Now the house was full of men and women. And all the leaders of the Philistines were there, as well as about three thousand persons, of both sexes, on the roof and in the upper level of the house, who were watching Samson being mocked.
28 Toen riep Simson tot den HEERE, en zeide: Heere, HEERE! gedenk toch mijner, en sterk mij toch alleenlijk ditmaal, o God! dat ik mij met een wrake voor mijn twee ogen aan de Filistijnen wreke.
Then, calling upon the Lord, he said, “O Lord God remember me, and restore to me now my former strength, O my God, so that I may avenge myself against my enemies, and so that I may receive one vengeance for the deprivation of my two eyes.”
29 En Simson vatte de twee middelste pilaren, op dewelke het huis was gevestigd, en waarop het steunde, den enen met zijn rechterhand, en den anderen met zijn linkerhand;
And taking hold of both the pillars, on which the house rested, and holding one with his right hand and the other with his left,
30 En Simson zeide: Mijn ziel sterve met de Filistijnen; en hij boog zich met kracht, en het huis viel op de vorsten, en op al het volk, dat daarin was. En de doden, die hij in zijn sterven gedood heeft, waren meer, dan die hij in zijn leven gedood had.

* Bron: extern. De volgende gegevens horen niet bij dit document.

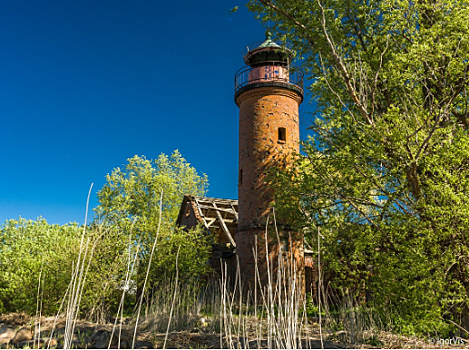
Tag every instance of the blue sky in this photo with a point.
(85, 85)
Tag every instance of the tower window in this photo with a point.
(282, 134)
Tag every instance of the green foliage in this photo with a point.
(34, 253)
(130, 202)
(37, 255)
(385, 174)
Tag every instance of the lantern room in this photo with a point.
(268, 64)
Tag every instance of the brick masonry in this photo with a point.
(263, 110)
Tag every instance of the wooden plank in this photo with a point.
(230, 211)
(225, 228)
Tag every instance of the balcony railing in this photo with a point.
(269, 74)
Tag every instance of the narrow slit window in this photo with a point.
(282, 134)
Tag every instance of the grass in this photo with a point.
(274, 315)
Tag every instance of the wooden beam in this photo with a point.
(225, 228)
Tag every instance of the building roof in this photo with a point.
(217, 215)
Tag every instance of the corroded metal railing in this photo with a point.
(269, 74)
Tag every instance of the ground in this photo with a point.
(17, 331)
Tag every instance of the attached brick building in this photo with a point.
(268, 93)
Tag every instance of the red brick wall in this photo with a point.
(262, 111)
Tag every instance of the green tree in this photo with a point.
(385, 172)
(33, 254)
(130, 202)
(37, 261)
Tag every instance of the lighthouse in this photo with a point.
(268, 92)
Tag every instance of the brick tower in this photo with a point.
(268, 93)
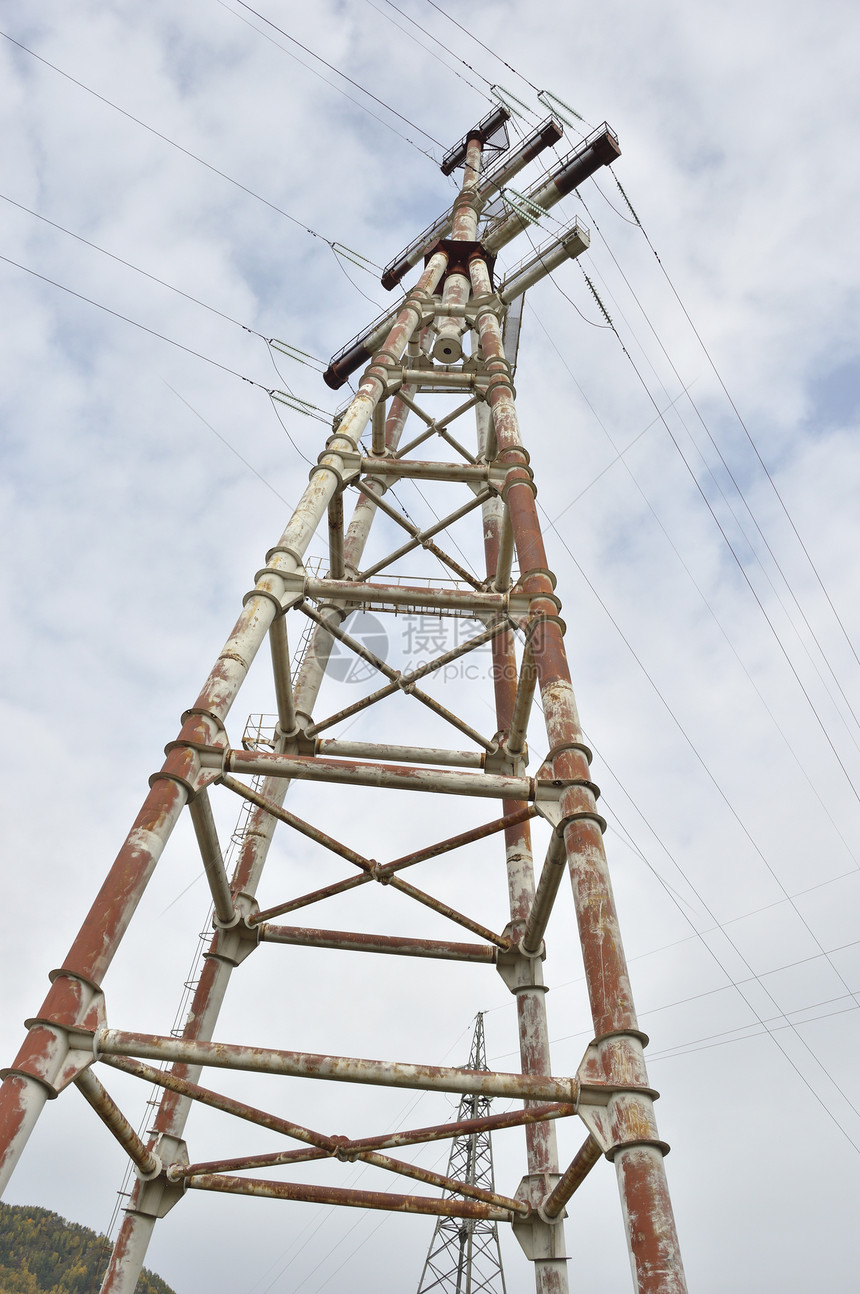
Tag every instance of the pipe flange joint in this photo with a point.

he said, “May my life die with the Philistines.” And when he had shaken the pillars strongly, the house fell upon all the leaders, and the rest of the multitude who were there. And he killed many more in his death than he had killed before in his life.
31 Toen kwamen zijn broeders af, en het ganse huis zijns vaders, en namen hem op, en brachten hem opwaarts, en begroeven hem tussen Zora en tussen Esthaol, in het graf van zijn vader Manoach; hij nu had Israel gericht twintig jaren.
Then his brothers and all his relatives, going down, took his body, and they buried it between Zorah and Eshtaol, in the burying place of his father, Manoah. And he judged Israel for twenty years.